Our Digital Collections program aspires to build “distinctive digital collections that provide access to Duke’s unique library and archival materials for teaching, learning, and research at Duke and worldwide.” Those are our primary stated objectives, though the reach and the value of putting collections online extends far beyond. For instance, these uses might not qualify as scholarly, but we celebrate them all the same:
- Heartwarming stories of people experiencing their lost loved ones after discovering a recorded oral history or a decades-old film.
- Engineers using a hundred-year old photograph to help create a 3-D augmented-reality digital reconstruction of a historical site in China
- Artists assembling collages of images, sometimes mashing up images from our music and photograph collections
- People organizing, annotating, and sharing their image discoveries on Pinterest.
Regardless of how much value we assign to different kinds of uses, determining the impact of our work is a hard problem to solve. There are no simple instruments to measure our outcomes, and the measurements we do take can at times feel uncertain, as if taken of a moving object with a wildly elastic ruler. Some helpful resources are out there, of both theoretical and practical varieties, but focusing on what matters most remains a challenge.
Back to our mission: how much are our collections actually used for the scholarly purposes we trumpet–teaching, learning, and research–versus other more casual uses? How do we distinguish these uses within the data we collect? Getting clearer answers could help us in several areas. First, what should we even digitize? What compelling stories of user engagement could be told to illustrate the value of the collections? How might we drum up more interest in the collections within scholarly communities?
Some of my Duke colleagues and I began exploring these questions this year in depth. We’ll have much more to report later, but already our work has uncovered some bits of interest to share. And, of course, we’ve unearthed more questions than answers.
Like many places, we use a service called Google Analytics to track how much our collections are accessed. We use analytics to understand what kinds of things that we digitize resonate with users online, and to to help us make informed improvements to the website. Google doesn’t track any personally identifiable data (thankfully); data is aggregated to a degree where privacy is protected yet site owners can still see generally where their traffic comes from.

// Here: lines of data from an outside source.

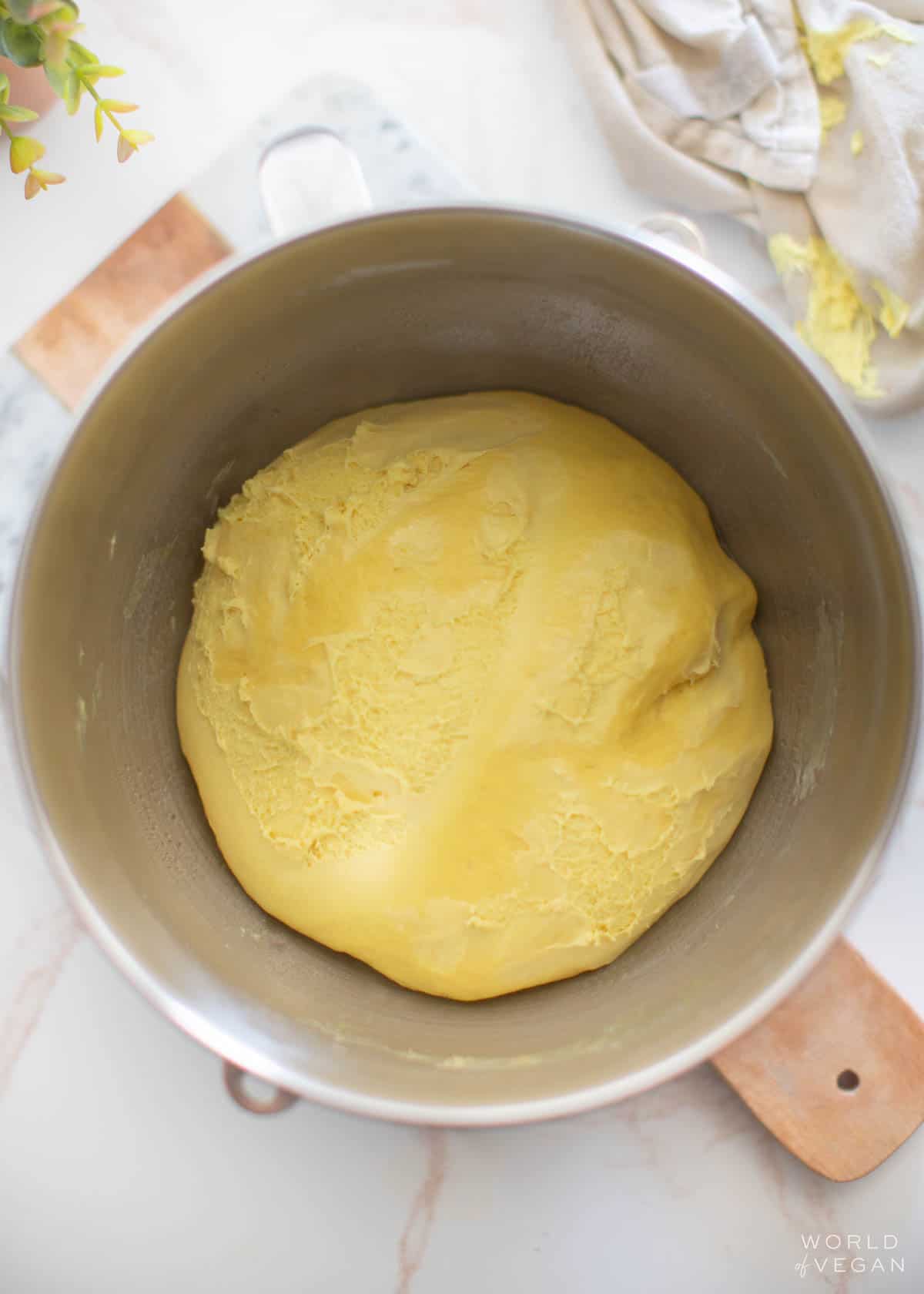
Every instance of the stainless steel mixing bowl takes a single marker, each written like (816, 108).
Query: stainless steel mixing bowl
(397, 307)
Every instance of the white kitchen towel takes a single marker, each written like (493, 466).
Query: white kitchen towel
(805, 121)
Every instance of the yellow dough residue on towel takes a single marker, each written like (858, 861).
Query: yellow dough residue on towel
(471, 690)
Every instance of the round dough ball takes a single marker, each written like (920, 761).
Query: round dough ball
(471, 690)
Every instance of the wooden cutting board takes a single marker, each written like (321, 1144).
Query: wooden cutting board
(838, 1071)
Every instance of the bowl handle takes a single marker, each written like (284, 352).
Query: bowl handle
(275, 1100)
(836, 1071)
(336, 152)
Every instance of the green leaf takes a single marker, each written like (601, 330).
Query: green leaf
(24, 152)
(57, 79)
(93, 72)
(82, 53)
(11, 113)
(72, 92)
(20, 44)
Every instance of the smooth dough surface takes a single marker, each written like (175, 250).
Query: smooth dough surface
(471, 690)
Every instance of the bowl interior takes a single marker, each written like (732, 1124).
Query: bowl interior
(403, 307)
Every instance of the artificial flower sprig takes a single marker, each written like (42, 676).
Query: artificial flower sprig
(40, 32)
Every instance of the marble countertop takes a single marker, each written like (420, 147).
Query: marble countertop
(126, 1168)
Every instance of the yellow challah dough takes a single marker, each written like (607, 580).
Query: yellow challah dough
(471, 690)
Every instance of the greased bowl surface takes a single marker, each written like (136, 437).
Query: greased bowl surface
(399, 307)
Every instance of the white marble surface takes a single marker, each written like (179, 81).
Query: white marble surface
(126, 1168)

For example, we know that on average1, our site visitors view just over 5 pages/visit, and stay for about 3.5 minutes. 60.3% of visitors bounce (that is, leave after seeing only one page). Mobile devices account for 20.1% of traffic. Over 26% of visits come from outside the U.S. The most common way a visit originates is via search engine (37.5%), and social media traffic—especially from Facebook—is quite significant (15.7% of visits). The data is vast; the opportunities for slicing and dicing it seem infinite. And we’ll forever grapple with how best to track, interpret, report, and respond to the things that are most meaningful to us.
There are two bits of Analytics data that can provide us with clues about our collections’ use in scholarly environments:
- Traffic on scholarly networks (a filtered view of ISPs)
- Referrals from scholarly pages (a filtered view of Referrer paths)
Tracking these figures (however imperfect) could help us get a better sense for the trends in the tenor of our audience, and help us set goals for any outreach efforts we undertake.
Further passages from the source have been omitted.